Haçlı seferleri başladığında Ortadoğu’daki Müslümanlar parçalanmış, tefrikaya düşmüş, bir sürü beyliğe, şehir devletine ayrılmış vaziyetteydiler. Bu yüzden de yenildiler, Kudüs’ü kaybettiler. Ne zaman ki, bir Selahaddin Eyyubî zuhur etti, İslâm ülkelerini ve halklarını bir devletin otoritesi altında birleştirdi; Kur’ân, Sünnet ve hikmet ilkeleri ışığında hareket etti, ondan sonra Müslümanlar zafer yüzü gördüler, Kudüs’ü istirdat ettiler (geri aldılar).
Müslümanların bugünkü baskılardan, haksızlıklardan, zulümlerden, hakaretlerden kurtulmaları için birtakım şartları yerine getirmeleri, birtakım sebeplere tevessül etmeleri gerekir. Bunları sayıyorum:
(1) İlme, irfana, kültüre, bilgiye, çağ seviyesinde bir tahsile, ilmî araştırmalara önem verecek; bunlarla ilgili müesseseleri vakit geçirmeden kurup işleteceklerdir.
(2) Amerika’nın, Kanada’nın, İngiltere’nin, Avrupa’nın, Japonya’nın en güçlü ve parlak kolej ve üniversitelerinde, güçlü, vasıflı, üstün adamlar yetiştireceklerdir.
(3) En akıllı ve istidatlı çocuklarını ve gençlerini tıb ve mühendislik mesleklerine değil; eğitim, mimarlık, sanat, tarih, sosyoloji, siyasî kültür gibi sahalara yönlendireceklerdir.
(4) Karşıtlarınınkinden daha güçlü ve tesirli bir medyaya sahip olacaklardır.

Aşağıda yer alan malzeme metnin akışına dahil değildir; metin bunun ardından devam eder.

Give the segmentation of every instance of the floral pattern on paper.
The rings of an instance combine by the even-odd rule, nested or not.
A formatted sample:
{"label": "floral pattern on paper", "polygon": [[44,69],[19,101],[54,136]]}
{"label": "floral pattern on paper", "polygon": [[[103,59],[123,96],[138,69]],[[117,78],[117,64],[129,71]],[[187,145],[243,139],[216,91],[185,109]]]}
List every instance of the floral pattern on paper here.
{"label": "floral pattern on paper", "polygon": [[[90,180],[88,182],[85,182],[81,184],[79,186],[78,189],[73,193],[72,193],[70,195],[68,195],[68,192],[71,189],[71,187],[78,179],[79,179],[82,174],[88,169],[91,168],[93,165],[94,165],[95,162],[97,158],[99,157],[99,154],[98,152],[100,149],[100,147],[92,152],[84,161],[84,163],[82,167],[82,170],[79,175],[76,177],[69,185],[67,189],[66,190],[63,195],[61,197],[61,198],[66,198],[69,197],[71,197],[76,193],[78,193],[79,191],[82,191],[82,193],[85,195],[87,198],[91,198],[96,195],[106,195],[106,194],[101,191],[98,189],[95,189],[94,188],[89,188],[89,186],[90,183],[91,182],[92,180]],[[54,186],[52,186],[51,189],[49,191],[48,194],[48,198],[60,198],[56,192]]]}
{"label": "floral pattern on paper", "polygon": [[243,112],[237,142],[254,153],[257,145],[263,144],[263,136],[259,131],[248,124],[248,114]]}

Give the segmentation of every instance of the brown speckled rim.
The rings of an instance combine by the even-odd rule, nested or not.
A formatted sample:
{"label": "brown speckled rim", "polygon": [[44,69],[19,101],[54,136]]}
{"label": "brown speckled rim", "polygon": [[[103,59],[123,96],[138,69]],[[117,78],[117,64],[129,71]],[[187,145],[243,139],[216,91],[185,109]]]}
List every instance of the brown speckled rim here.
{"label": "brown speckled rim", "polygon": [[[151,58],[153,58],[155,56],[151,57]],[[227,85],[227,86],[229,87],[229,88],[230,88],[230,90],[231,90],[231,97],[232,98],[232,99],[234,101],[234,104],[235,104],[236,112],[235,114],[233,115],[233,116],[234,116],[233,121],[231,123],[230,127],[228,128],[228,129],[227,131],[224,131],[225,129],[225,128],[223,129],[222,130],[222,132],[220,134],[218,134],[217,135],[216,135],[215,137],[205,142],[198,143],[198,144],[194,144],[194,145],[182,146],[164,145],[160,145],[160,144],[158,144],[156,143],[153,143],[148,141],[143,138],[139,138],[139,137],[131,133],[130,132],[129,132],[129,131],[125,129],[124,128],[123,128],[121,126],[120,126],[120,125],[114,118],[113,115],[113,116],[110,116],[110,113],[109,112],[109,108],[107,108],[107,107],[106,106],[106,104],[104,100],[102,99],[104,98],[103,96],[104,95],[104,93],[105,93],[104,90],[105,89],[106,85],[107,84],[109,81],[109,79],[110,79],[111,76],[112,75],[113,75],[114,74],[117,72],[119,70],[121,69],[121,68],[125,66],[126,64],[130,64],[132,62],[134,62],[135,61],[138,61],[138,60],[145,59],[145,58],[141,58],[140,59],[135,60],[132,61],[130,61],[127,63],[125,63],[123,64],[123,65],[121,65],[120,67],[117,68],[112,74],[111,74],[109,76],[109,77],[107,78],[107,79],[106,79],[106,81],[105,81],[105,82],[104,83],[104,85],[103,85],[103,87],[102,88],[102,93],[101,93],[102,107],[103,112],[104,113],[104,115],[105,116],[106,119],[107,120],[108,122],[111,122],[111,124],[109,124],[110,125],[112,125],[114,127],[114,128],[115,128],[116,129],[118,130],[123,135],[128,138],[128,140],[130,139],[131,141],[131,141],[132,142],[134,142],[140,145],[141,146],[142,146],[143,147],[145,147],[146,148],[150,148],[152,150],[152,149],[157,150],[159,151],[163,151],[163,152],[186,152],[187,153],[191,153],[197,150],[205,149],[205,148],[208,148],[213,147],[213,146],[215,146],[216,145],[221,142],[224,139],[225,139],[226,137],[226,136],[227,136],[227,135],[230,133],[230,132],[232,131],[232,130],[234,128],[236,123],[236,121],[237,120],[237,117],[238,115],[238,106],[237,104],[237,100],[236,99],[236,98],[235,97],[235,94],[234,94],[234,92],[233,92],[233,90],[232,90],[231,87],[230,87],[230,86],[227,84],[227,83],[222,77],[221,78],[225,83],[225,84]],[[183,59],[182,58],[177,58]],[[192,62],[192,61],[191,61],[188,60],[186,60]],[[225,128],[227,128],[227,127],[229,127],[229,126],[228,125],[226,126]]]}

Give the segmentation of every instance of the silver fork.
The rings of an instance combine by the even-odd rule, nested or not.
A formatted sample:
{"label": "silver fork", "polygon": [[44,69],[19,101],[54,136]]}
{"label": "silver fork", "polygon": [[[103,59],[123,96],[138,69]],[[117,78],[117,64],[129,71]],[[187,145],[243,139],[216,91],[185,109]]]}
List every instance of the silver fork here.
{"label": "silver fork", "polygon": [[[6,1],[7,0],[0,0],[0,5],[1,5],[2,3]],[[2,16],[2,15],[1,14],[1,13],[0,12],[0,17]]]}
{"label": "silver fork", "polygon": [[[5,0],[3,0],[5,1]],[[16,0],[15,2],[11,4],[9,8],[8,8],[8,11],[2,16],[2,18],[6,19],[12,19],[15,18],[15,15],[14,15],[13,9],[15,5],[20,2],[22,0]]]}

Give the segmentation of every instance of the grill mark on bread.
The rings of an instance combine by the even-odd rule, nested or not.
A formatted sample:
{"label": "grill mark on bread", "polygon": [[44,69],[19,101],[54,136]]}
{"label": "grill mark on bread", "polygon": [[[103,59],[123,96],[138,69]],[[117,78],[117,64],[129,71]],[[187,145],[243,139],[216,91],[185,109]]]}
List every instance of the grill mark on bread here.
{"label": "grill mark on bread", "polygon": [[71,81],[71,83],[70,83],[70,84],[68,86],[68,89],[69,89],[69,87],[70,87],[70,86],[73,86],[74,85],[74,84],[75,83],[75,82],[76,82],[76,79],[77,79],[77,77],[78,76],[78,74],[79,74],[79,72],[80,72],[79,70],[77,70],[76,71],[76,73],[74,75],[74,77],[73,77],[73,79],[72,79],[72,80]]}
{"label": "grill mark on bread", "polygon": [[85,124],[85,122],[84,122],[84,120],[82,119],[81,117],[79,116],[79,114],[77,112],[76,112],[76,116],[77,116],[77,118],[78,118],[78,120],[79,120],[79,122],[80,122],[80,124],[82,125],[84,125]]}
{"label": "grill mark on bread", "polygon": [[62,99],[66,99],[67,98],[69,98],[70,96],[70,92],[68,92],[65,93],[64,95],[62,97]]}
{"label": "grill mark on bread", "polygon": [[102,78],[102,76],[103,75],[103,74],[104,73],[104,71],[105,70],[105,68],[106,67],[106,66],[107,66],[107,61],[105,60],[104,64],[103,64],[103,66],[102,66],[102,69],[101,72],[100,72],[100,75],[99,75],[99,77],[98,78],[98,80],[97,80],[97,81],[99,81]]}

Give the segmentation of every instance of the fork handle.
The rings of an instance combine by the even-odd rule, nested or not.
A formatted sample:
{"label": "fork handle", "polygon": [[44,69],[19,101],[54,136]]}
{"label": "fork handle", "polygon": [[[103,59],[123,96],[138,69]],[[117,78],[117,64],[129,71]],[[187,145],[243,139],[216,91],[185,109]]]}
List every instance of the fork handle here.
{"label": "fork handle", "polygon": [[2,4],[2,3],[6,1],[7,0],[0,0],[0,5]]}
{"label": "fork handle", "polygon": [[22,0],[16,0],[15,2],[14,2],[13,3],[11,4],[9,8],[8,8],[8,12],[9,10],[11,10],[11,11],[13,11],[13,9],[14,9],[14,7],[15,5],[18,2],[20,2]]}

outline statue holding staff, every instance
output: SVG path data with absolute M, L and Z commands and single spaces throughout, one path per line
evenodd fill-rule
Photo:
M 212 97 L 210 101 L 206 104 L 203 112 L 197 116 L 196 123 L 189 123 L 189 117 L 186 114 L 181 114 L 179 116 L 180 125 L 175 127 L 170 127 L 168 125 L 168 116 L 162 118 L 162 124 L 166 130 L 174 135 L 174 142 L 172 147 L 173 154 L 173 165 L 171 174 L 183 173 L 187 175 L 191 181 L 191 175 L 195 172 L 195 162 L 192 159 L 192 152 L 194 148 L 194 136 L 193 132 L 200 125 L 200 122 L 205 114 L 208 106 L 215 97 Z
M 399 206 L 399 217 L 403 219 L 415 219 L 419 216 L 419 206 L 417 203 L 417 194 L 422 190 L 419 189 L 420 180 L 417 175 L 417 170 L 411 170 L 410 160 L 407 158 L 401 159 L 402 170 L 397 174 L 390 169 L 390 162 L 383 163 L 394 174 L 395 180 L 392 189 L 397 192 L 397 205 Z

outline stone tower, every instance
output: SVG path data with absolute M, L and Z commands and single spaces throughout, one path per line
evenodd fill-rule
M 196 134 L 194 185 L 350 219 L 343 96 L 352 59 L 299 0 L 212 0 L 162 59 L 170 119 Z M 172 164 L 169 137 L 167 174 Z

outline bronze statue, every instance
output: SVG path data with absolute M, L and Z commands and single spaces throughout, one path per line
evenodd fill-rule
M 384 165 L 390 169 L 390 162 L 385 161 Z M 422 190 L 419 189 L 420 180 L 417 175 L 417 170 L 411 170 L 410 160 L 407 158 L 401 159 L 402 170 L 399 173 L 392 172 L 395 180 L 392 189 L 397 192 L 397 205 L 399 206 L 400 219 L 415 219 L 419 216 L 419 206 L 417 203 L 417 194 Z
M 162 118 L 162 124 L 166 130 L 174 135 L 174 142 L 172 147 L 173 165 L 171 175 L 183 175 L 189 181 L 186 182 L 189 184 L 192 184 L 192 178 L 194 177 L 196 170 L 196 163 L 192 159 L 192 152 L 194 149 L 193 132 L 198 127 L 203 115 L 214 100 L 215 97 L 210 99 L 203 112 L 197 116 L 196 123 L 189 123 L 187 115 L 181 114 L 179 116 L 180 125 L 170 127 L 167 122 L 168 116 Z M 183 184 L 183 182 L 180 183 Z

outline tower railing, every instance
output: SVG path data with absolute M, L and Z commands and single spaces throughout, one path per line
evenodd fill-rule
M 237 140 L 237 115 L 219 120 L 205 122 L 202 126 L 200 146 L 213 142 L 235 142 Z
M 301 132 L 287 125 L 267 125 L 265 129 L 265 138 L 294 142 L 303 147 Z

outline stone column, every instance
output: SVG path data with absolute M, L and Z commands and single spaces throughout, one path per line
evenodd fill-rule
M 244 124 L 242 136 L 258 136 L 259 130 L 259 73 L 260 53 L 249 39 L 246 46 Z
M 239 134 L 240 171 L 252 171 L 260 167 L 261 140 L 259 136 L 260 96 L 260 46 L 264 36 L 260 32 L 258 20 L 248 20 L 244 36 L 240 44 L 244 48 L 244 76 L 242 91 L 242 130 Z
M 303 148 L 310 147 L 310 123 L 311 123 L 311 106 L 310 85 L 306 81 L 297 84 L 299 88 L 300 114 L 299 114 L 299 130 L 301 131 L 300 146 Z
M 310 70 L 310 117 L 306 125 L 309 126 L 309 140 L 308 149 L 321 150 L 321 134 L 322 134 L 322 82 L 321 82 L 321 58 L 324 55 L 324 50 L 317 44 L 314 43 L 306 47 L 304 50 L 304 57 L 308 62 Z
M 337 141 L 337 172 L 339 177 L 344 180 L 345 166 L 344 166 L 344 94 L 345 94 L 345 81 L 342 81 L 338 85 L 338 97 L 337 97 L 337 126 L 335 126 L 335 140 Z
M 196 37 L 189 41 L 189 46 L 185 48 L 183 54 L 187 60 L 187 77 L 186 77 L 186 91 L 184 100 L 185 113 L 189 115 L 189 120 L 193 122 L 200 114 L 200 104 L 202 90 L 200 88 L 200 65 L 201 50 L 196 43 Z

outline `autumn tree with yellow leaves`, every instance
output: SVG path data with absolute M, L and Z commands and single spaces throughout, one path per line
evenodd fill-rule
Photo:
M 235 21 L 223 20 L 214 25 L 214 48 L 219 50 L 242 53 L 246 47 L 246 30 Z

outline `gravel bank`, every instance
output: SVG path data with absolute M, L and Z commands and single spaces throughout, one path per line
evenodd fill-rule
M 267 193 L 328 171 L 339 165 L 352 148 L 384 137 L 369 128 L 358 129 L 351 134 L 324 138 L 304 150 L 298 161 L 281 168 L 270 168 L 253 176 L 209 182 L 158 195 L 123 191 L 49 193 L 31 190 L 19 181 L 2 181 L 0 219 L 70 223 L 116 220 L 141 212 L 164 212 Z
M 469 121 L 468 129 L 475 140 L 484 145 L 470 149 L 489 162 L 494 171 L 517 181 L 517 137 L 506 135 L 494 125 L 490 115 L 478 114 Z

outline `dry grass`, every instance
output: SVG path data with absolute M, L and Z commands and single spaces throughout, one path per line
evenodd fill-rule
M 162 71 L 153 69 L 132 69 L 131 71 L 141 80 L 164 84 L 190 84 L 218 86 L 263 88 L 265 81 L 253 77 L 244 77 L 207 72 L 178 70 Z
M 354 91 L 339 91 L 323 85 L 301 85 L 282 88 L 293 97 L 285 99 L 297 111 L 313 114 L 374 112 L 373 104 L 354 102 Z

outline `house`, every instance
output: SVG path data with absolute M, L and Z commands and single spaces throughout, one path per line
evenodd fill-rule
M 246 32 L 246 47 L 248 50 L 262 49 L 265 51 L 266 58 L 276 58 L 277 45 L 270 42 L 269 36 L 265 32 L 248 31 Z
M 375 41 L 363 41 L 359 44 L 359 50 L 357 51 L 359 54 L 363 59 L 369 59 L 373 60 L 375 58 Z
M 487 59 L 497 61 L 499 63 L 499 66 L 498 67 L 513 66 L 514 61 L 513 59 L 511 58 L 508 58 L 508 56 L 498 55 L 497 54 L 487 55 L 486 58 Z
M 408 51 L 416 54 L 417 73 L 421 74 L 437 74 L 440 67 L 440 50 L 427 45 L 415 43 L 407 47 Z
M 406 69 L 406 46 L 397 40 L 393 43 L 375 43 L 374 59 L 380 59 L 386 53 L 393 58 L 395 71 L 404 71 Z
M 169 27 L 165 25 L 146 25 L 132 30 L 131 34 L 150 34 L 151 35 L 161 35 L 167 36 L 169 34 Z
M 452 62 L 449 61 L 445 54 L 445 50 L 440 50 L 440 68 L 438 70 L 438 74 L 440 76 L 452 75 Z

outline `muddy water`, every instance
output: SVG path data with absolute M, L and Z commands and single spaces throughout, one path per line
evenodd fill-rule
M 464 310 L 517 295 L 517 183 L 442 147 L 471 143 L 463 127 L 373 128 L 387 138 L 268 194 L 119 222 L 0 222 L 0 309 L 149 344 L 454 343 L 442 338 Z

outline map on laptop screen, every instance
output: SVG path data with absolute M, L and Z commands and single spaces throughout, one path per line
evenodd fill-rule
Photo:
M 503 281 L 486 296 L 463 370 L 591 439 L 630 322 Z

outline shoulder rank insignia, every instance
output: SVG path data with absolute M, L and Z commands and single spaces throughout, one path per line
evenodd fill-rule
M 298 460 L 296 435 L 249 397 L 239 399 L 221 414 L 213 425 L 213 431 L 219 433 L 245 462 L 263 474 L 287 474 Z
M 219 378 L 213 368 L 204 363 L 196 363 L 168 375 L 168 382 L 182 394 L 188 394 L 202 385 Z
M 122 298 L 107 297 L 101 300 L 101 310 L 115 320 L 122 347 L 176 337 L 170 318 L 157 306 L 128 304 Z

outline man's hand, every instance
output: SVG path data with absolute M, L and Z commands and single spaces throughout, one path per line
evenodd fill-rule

(5) Din sömürücüsü şarlatan, soytarı, yiyici, yalancı, aldatan, hokkabaz, mukaddesat bezirgânı rezil ve sefil adamları desteklemeyeceklerdir.
(6) Bütün işlerinde İslâm dininin ahlak ilkelerine uyacaklar; faziletli ve yüksek karakterli Müslümanlar olarak hareket edeceklerdir. İslâm ile makyavelizm asla bağdaşmaz.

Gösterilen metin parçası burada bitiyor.